When you apply for a credit card it is important to understand the deal your getting with that new card. As your credit improves over time you will usually get the better deals but lets go over a few things you should understand.
Annual fee
This is a flat yearly charge similar to a membership fee. The fee could be $40, $50 or even more. Many credit cards that are offered to those with bad credit or no credit will have this annual fee. Of course no one really likes paying this annual fee but it should not be a big problem if you are just starting out and trying to establish your credit. Soon enough you will be able to get the credit cards with no annual fees! A tip you might want to remember is that after being a customer for a while you can call the credit card company and ask them to waive this fee. Some will since they would rather keep you as a customer than lose you as a customer.
Monthly Participation Fee
This fee is usually a $5 or so fee that is charged to you every month. Again, this is usually offered to those with a shady past credit history. It is another method to rebuild your credit history.
Finance charge
The dollar amount you pay to use credit
Besides interest costs, this may include other charges such as cash-advance fees, which are charged against your card when you borrow cash from the lender. (You generally pay higher interest on cash advances than on purchases -- check your latest bill to find out what you're paying for this service!)
Grace period
A time period, usually about 25 days, during which you can pay your credit-card bill without paying a finance charge
Under almost all credit-card plans, the grace period only applies if you pay your balance in full each month. It does not apply if you carry a balance forward. Also, the grace period does not apply to cash advances.

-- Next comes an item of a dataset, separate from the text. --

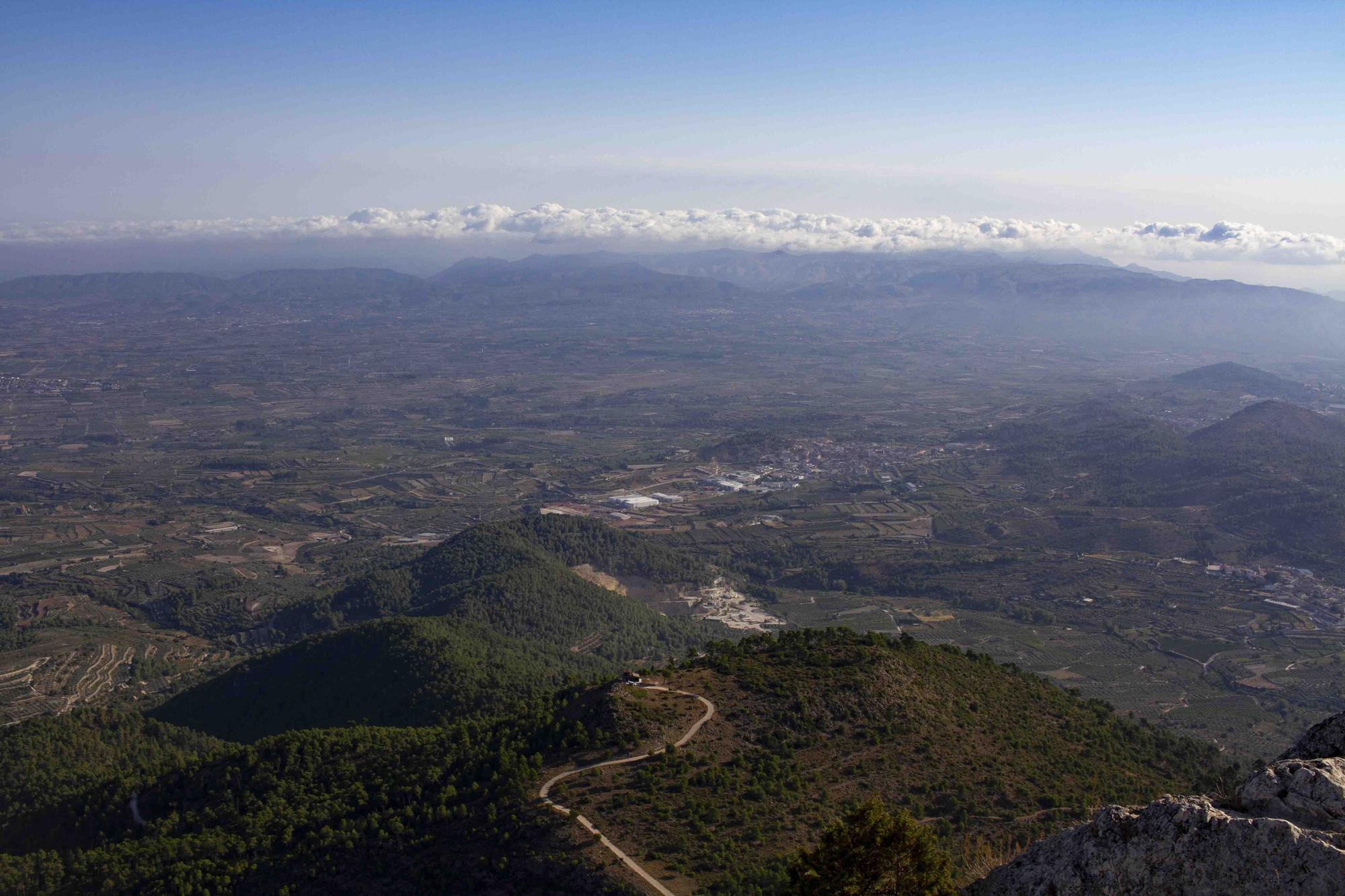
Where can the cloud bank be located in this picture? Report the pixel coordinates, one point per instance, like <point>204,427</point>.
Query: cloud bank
<point>489,225</point>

Annual percentage rate (APR)
The yearly percentage rate of the finance charge
Interest rates on credit-card plans change over time. Some of these adjustments are tied to changes in other interest rates, such as the prime rate or the Treasury Bill rate, and are called variable-rate plans. Others are not explicitly tied to changes in other interest rates and are called fixed-rate plans.
Fixed rate
A fixed annual percentage rate of the finance charge
Variable rate
Prime rate (which varies) plus an added percentage (For example, your rate may be PR + 3.9 percent.)
Introductory rate
A temporary, lower APR that usually lasts for about six months before converting to the normal fixed or variable rate (This is a hot topic -- more about it later.)
Experts say that if you're smart, you'll do the same kind of comparison shopping for a credit card that you do when you're looking for a mortgage or a car loan. This is a good idea because the choices you make can save you money. It is true that you will not get the best deals when starting out but as your credit gets more better and better look for those better deals out there.